A little update for a little CMS

I thought it would be a good idea to post an update on where we are with the Pixie auction. Our first listing on Flippa ended without a winner. Rather than give up I have re-listed Pixie one more time to see what the outcome is. The second auction is due to end within the next week.

I also received an invite today for a service called Flattr. Flattr is one of the first services I have seen that addresses micro-payments sensibly. I am extremely interested to see what the implications of such a service are for the open source world. I am going to be testing Flattr right here. If your on board all you have to do is press this button:

I would also be very grateful if anyone had any suggestions for the future of Pixie. I am not overly hopeful that the auction will end successfully. If this is the case then I will be looking for new energy and ideas for the project. If you have any please post them in the comments. I am looking for project management ideas and volunteers rather than feature suggestions.

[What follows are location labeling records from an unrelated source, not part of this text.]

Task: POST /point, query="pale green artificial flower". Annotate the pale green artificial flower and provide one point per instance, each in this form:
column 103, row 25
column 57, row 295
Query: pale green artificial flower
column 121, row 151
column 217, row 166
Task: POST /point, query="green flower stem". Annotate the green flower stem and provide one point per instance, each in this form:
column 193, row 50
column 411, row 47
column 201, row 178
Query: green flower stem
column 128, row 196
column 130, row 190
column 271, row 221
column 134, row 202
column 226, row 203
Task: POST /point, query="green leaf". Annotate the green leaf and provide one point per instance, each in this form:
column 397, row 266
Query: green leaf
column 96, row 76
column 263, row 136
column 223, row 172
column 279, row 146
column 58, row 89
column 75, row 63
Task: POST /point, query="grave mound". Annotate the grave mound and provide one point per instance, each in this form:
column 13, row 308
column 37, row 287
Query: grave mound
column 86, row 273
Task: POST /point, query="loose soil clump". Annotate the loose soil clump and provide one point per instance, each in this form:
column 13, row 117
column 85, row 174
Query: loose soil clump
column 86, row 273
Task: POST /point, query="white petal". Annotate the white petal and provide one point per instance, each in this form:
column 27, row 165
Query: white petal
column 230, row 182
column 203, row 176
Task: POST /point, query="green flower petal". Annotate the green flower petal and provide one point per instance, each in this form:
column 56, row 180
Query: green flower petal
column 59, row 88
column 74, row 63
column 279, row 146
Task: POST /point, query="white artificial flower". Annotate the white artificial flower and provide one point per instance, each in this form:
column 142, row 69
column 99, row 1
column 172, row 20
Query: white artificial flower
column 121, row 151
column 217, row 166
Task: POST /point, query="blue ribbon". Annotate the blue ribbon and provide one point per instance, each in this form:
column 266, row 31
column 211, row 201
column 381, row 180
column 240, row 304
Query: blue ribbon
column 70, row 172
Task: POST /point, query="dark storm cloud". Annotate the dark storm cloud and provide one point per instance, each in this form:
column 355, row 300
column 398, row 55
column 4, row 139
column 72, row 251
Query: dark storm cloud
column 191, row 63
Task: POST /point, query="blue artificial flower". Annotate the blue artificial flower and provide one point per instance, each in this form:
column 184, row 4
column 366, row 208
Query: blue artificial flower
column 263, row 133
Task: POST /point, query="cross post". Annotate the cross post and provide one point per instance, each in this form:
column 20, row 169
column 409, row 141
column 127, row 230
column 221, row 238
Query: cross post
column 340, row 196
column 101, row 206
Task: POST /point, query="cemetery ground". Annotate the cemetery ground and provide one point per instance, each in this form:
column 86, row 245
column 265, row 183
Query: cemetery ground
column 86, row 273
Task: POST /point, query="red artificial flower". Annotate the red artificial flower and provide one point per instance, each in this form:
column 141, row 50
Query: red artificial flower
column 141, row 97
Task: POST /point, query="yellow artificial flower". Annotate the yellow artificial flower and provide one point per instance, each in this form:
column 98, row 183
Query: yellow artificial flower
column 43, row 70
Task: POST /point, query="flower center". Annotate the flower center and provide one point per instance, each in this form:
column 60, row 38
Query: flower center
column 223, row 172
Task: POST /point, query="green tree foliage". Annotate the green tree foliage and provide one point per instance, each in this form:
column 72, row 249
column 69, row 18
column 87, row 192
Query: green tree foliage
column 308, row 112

And finally we are still looking for feedback on the 1.05 beta. You can download and give us feedback on this version of Pixie in the forums.

By Pixie Admin Last updated: 20 September 2010, 11:27

Comments

Gravatar Image #1 Enrique 2723 days ago.

I agree with the thought process that before you add new features, you should step back and review your approach and the way you do things. If the foundation isn't strong, the structure won't last. First off, one person, or even a few people, can't run the show. Eventually, you have to engage the community. And in order to do that you have to trust them and communicate with them. Communication being the most time consuming part is always difficult. Point is you’ll have to trust people to do things for you. It may sound difficult because you may be accustomed to certain standards when you do things at your own. But that’s really how it goes. Secondly, you can't run a project successfully or long enough if you don't have the financial backing for it. And I think the approach that you have taken is the right one, which is to build a commercial entity which provides services related to Pixie. And the development, which is paid by clients, can make its way back to the community. Also, there are other things that open source projects do to raise money or to support development. Having a store is one of them. Publishing a book or technical videos about your product can be another. These are not direct methods so someone who knows what he/she is doing is an ideal candidate for managing the store. Now there are a few things that can really use some attention or a new strategy. a. Forums: I personally hate huge forums i.e. phpBB, IPB, SMF, but they're a necessity if you're serious about building a community. A Google group to me doesn’t really work that well in community development. And that's just my experience. A forum that is within your website can really build trust and engage people for longer periods. b. It may feel odd but you really need to get a little more social media involved. Twitter isn't all the social action you can get. A person who can engage with marketing is always needed. And social media is the new marketing. So if you wish to sustain social media, without burning out, you'll have to trust people to market for you or you don't and it won't hurt but it wouldn't help either. In an open source project, you need all the help you can get.